2. Sleep, sleep, sleep. Restorative sleep is crucial for health and well-being, of course, but critical for glymphatic drainage. Proper and regular sleep hygiene can go a long way. Go to sleep the same time each night and wake the same time each morning. This applies to weekdays and weekends!

Get morning light before 10 am. Exercise each day. Eat your meals at regular times if possible. Our brains are circadian organs and thrive on rhythm (it is why babies and toddlers develop well with rhythm and routine), so the best we can simulate a circadian rhythm, the better chance we have of good sleep. Some great natural sleep herbs that I use with my patients can be useful to cement the sleep cycle.

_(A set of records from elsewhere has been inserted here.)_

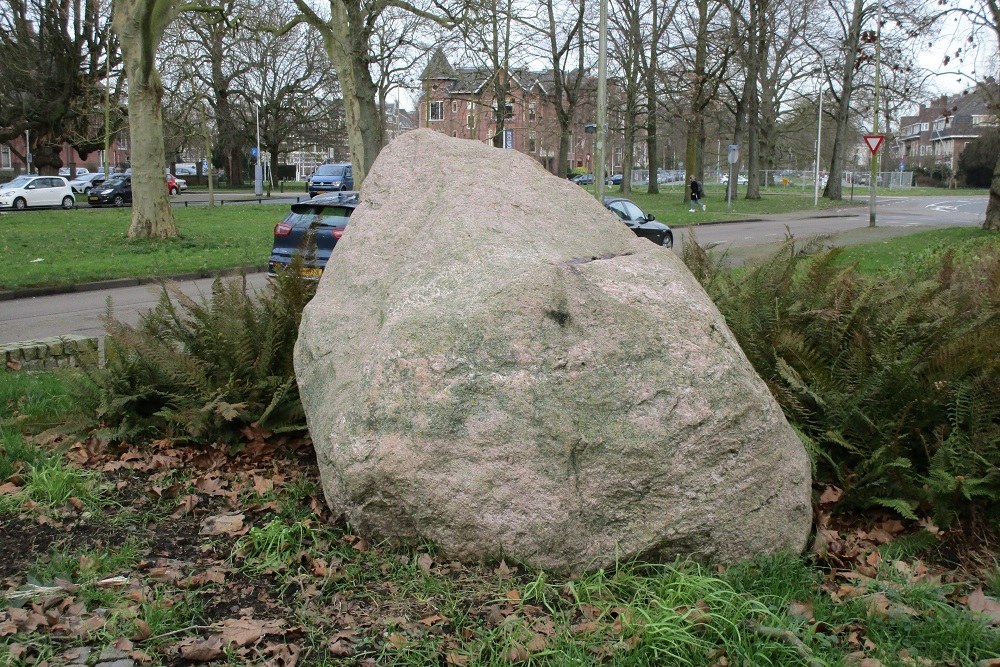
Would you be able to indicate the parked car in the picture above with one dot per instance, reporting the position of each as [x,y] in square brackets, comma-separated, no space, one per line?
[642,224]
[311,229]
[172,187]
[115,191]
[27,190]
[84,183]
[331,178]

3. Move, move, move. Exercise gets our heart pumping and our blood moving. It delivers and exchanges nutrients, oxygen, and metabolic byproducts, so it participates in both glymphatic and lymphatic drainage. Delivery of blood supports cellular metabolism so that intracellular debris can be packaged and released and aids efficient clearance.

4. Eat, eat, eat. Well, eat foods that support brain health. This includes the vast array of fruits and vegetables, which contain the multitudes of compounds important for combatting reactive oxygen species, free radicals, and inflammatory mediators. Be sure to include magnesium-rich foods as magnesium salts contribute to vessel wall health.

5. Poop, poop, poop. When the body has to divert much of its energy to digesting, absorbing, cleansing, and moving your bowels, there is less energy to support the bioenergetics of glymphatic drainage. Speak to your physician for help in addressing any underlying concerns. Try intermittent fasting, which can help allow the gastrointestinal tract to heal itself. Also, increase fiber consumption in your diet.

A healthy functioning glymphatic system can help keep us healthy for years to come, protect our cognition, and even reduce the risk of neurodegenerative disease. Patients can experience fewer headaches, more mental clarity, increased energy, increased ability to focus, less anxiety and sadness, and decreased overall pain when following these easy steps. Small changes can sometimes have exponential positive effects.